Il se trouve simplement que cette nouvelle ère, dans laquelle nous entrons, de l'interventionnisme ou du dirigisme d'Etat – comme chacun voudra le considérer – enclenché par la plus grave pandémie depuis le début du XXe siècle, s'inscrit parfaitement dans une évolution à la fois technologique et anthropologique que l'on peut dater du début du XXIe siècle. Nul ne sait encore où elle nous mènera mais rien ne peut l'arrêter.

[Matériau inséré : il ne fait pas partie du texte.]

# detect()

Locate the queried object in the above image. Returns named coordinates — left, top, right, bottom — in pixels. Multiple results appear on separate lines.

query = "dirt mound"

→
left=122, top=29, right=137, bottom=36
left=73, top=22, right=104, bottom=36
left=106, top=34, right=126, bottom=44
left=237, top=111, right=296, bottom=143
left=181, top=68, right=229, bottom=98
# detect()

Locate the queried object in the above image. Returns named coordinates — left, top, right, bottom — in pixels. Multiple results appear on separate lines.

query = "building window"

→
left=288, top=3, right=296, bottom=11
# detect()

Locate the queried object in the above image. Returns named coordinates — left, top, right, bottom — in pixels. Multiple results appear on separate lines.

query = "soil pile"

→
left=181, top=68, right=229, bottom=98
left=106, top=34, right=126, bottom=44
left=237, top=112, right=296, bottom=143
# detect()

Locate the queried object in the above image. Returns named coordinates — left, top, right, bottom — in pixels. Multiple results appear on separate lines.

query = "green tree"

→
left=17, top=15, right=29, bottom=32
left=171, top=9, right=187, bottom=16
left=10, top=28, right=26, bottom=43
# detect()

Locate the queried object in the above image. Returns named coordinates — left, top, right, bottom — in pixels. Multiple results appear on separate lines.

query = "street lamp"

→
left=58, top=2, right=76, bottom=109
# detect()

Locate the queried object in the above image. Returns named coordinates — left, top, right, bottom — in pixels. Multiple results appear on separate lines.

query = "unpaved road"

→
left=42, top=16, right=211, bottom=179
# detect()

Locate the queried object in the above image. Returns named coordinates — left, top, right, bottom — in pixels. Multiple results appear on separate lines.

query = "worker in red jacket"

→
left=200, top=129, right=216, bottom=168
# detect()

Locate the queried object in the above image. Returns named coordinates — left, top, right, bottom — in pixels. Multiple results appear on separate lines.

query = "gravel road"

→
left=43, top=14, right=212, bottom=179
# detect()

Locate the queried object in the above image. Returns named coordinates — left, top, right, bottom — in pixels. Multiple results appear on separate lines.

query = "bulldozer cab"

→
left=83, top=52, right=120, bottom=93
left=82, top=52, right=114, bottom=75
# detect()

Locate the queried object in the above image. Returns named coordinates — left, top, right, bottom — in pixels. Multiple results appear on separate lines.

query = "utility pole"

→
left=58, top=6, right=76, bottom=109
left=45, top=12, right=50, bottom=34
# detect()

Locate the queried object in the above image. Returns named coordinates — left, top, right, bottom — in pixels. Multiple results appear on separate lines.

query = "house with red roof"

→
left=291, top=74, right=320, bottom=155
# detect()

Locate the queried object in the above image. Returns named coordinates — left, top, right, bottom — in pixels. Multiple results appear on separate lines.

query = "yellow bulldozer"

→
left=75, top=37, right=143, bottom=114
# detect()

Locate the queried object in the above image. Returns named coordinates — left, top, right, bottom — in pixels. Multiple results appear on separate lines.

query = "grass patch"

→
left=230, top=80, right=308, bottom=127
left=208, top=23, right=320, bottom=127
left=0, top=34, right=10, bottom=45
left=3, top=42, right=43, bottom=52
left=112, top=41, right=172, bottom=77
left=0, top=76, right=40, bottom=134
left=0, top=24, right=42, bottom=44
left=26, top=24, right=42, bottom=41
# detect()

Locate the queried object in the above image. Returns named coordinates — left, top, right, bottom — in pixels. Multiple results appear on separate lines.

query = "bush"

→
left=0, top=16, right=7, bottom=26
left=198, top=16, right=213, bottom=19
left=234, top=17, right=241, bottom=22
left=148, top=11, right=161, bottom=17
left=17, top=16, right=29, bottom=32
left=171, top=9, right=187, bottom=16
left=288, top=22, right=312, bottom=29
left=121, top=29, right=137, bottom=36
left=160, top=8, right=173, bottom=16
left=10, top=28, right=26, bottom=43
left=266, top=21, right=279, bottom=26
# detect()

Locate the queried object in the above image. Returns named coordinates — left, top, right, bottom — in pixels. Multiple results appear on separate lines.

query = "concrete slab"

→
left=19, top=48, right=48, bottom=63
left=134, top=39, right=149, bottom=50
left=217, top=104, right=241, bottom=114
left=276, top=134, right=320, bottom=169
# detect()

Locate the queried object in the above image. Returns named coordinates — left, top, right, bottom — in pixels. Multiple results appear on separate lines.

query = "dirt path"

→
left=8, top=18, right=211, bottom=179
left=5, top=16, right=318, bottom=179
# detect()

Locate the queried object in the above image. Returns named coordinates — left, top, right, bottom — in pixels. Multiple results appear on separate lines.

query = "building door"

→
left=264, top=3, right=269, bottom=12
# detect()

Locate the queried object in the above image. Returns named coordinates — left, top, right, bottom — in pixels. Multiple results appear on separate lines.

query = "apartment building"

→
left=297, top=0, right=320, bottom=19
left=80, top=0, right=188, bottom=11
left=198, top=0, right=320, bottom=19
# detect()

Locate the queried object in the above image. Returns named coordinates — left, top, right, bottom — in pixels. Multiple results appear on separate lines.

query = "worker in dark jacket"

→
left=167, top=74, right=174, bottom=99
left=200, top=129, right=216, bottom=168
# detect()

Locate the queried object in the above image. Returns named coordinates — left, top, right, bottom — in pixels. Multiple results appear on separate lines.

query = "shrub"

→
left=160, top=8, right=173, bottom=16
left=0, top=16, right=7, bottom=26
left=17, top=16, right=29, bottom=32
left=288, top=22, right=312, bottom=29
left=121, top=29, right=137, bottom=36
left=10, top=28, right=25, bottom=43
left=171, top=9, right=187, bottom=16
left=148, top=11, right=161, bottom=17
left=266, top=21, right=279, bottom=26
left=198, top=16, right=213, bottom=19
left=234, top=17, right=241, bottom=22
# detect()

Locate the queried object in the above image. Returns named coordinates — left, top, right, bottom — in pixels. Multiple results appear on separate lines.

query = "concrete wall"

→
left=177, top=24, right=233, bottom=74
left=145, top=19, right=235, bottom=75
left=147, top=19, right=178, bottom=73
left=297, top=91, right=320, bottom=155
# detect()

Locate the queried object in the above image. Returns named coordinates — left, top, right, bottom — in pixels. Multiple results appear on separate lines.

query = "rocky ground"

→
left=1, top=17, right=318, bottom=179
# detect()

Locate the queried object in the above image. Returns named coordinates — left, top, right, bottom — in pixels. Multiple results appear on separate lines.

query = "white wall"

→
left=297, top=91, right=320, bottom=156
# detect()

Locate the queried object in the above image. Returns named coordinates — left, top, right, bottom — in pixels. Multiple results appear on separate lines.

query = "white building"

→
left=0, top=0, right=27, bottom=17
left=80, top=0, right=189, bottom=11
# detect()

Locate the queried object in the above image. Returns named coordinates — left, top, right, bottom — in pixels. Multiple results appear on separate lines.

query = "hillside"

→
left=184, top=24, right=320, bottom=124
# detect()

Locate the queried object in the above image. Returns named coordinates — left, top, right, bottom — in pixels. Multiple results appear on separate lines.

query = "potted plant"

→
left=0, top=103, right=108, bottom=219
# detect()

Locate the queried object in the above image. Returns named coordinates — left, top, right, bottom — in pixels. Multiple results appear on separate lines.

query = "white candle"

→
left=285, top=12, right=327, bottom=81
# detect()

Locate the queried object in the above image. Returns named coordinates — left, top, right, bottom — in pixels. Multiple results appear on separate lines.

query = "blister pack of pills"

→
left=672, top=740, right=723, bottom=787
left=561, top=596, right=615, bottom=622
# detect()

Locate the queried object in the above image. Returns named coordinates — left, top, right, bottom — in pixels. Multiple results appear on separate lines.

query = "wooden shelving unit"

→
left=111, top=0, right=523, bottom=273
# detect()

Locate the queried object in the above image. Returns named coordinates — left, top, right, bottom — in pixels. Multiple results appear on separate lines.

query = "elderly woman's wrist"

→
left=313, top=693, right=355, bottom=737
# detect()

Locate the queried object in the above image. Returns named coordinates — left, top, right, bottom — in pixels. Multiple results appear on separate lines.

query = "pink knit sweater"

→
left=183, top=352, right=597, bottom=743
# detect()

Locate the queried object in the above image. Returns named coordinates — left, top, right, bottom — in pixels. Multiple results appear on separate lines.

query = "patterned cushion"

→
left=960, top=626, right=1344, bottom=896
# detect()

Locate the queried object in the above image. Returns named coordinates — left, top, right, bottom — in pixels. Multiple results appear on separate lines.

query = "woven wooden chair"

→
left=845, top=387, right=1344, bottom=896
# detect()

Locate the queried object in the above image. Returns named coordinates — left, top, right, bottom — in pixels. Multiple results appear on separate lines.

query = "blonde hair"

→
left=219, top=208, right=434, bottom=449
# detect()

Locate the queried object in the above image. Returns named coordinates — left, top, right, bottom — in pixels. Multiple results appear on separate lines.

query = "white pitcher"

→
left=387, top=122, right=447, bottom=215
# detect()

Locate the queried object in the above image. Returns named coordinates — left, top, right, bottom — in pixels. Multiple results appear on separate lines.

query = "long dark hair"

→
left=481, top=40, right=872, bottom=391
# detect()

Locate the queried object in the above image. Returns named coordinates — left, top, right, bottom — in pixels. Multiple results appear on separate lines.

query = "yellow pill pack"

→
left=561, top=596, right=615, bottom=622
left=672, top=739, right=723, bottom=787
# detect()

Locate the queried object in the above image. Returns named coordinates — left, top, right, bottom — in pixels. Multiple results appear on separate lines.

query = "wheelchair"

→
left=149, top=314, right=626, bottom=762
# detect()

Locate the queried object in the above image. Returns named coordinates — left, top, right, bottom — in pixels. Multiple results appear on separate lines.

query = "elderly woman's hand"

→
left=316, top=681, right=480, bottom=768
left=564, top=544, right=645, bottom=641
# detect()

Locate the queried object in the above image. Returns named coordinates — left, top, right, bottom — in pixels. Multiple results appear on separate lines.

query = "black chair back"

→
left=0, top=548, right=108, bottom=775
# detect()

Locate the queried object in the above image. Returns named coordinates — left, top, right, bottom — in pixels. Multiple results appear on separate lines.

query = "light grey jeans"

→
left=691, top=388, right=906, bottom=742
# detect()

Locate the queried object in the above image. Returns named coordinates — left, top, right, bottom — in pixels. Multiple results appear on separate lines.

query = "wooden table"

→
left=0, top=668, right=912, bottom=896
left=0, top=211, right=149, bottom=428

Il y a soixante-dix ans de cela, le critique d'art russe Wladimir Weidlé, évoquait l'avènement de « l'homme-échantillon » dans le contexte de la modernité triomphante des années 1950. Arrivant à la fin de cette petite enquête, nous en conclurons que nous ne savons pas grand-chose de plus sur le bienfondé de la politique vaccinale de masse sur le plan médical mais que sur le plan culturel et social, le 12 juillet 2021 aura marqué un tournant historique et anthropologique en faisant advenir la civilisation du QR code. Merci d'avoir suivi cette enquête. Vous pouvez reprendre une activité normale. N'oubliez pas de vous rendre si besoin au centre de mise à jour sanitaire le plus proche. Souriez, vous êtes scannés.